I like any kubectl logs args which can provide somewhat absolute amount of logs: --limit-bytes or --tail. Not sure about --since though as it again depends on how verbose the app is and even 30m can have enough logs to exceed the context. Any of this will be added via instructions (prompt) only, right?
slightly related: https://github.com/GoogleCloudPlatform/kubectl-ai/issues/249
I think this is expected behavior, and trying to mutate the default output of kubectl logs could lead to confusion. Instead, prompting the LLM to use an MCP server like filesystem to store logs for further troubleshooting in smaller batches might be a more effective approach.
slightly related: #249
Agreed with the thoughts in the linked issue. Would it still be worth to have a band-aid change to prevent this error scenario? Like kubectl logs is frequently run by the agent and without any --tail or --limit-bytes or some filter in the kubectl logs command, we are bound to run into this error with production workloads more often than not.

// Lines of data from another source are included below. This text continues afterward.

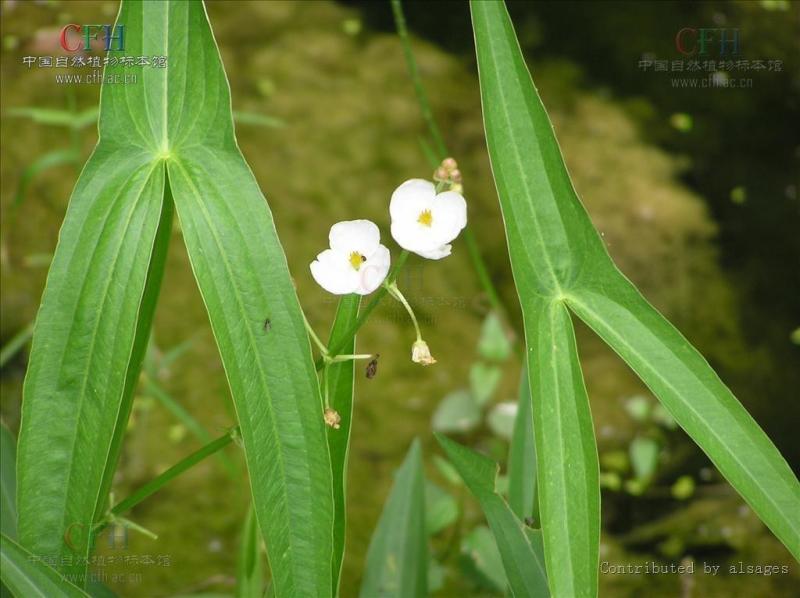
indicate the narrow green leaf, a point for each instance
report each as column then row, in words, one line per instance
column 8, row 483
column 522, row 488
column 147, row 309
column 397, row 559
column 698, row 400
column 29, row 577
column 186, row 419
column 557, row 257
column 547, row 238
column 92, row 327
column 244, row 281
column 526, row 575
column 441, row 508
column 82, row 349
column 340, row 385
column 249, row 568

I think this is expected behavior, and trying to mutate the default output of
kubectl logscould lead to confusion.
Sure, mutating the default output from kubectl logs could lead to confusion but if the command itself is run with appropriate flags to limit the logs by the agent, then it will be obvious to the users, right? Besides we (humans) would also more likely run kubectl logs --tail on a production workload than a plain kubectl logs.
I also think we need this "AND" some MCP server like you suggested (or whatever comes out if we research what's employed by state of the art agents).
Mutating the output can be confusing—and mutating the original command (e.g., adding --tail if it’s missed) is even worse. Instead, we could consider an approach like: • Log level filtering • Log aggregation with one representative sample per template
This would help reduce both the cost and the overhead of excessive back-and-forth with the LLM, especially when dealing with large volumes of logs.